The final field with potential for future growth in sustainable agriculture is in the breeding of crops that recruit beneficial microbes and sustain their own healthy microbiome; and by extension reduce the need for inputs of fertilisers, fungicides and pesticides. While modern breeding has massively increased yield per hectare for many important crops, very little attention has been given to breeding traits related to soil health. This is a very new field, but exciting research, including in the UK, supports the existence of breedable plant traits that could improve the relationship that crop plants have with their soil microbiome. Soil health is also important for supplying crops with a balanced and even supply of nutrients. Roots can input carbon to the soil to sustain the food web diversity that exists below ground. There are huge opportunities to improve below-ground diversity by growing a mix of crops that can promote soil health.
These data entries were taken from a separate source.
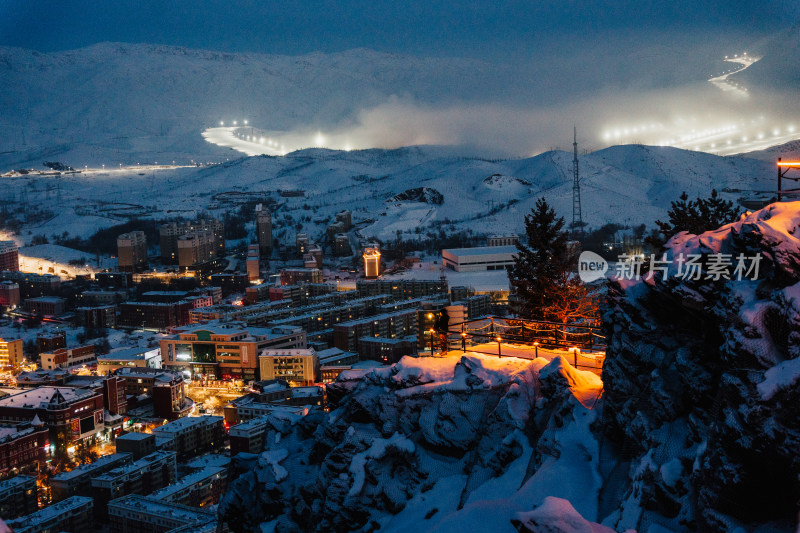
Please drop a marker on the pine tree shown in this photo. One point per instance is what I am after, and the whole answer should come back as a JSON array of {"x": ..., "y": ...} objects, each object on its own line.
[
  {"x": 695, "y": 216},
  {"x": 544, "y": 275}
]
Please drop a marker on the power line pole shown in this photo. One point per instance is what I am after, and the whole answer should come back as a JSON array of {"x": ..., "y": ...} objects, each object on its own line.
[{"x": 577, "y": 219}]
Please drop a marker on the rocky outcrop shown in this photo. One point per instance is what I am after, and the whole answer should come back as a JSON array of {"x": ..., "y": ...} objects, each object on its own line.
[
  {"x": 420, "y": 194},
  {"x": 427, "y": 438},
  {"x": 702, "y": 380}
]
This could potentially lead to improved varieties that take less from the soil and maintain a healthy soil microbiome, while being less prone to soil diseases or environmental stress.  The breeding industry needs to be incentivised to deliver these goods and the policy framework across this area must be supportive of the adoption of novel techniques and technologies to meet these complex challenges. We are therefore supportive of the steps taken to enable this through the Genetic Technology (Precision Breeding) Bill. Advanced technologies such as gene editing and genetic modification have already enabled the development of disease resistant plants that will require significantly less fungicides. Such varieties will be more beneficial to soil health by lowering the negative impacts of these chemicals on soil microbiomes, and reducing occurrences of soil compaction associated with the tractors spraying these compounds. The benefits of this could be further enabled with support from retailers and buyers to encourage a more optimal pattern of land use in addition to increasing uptake for healthy and sustainable foods. 

Soil probiotics – defined cocktails of beneficial microbes to plants – could be used instead of chemically based fertilizers. To maintain and cultivate a locally present microbiome, such probiotic cocktails would ideally only be used in conjunction with monitoring the existing soil microbiome and intervening only if an adjustment would be required. Currently sequencing prices are decreasing and as a consequence monitoring of (microbial, perhaps with further development mesofauna also) soil health through DNA sequencing is thus becoming more feasible.

Given the increasing Government interest in soil per se, the services and goods it can deliver when its health is optimised and the increased accessibility to soil assessment platforms there is timely opportunity to define a Soil Health Framework. With the growing, albeit cautious, appetite of farmers and landowners to explore natural capital markets, and the prospect of catapulting an emerging natural capital financial market to drive economic growth, the Government has responsibilities to ensure soil health, and its monetarisation, is credible. Key to this will be the establishment of standards, verification procedures and governance systems.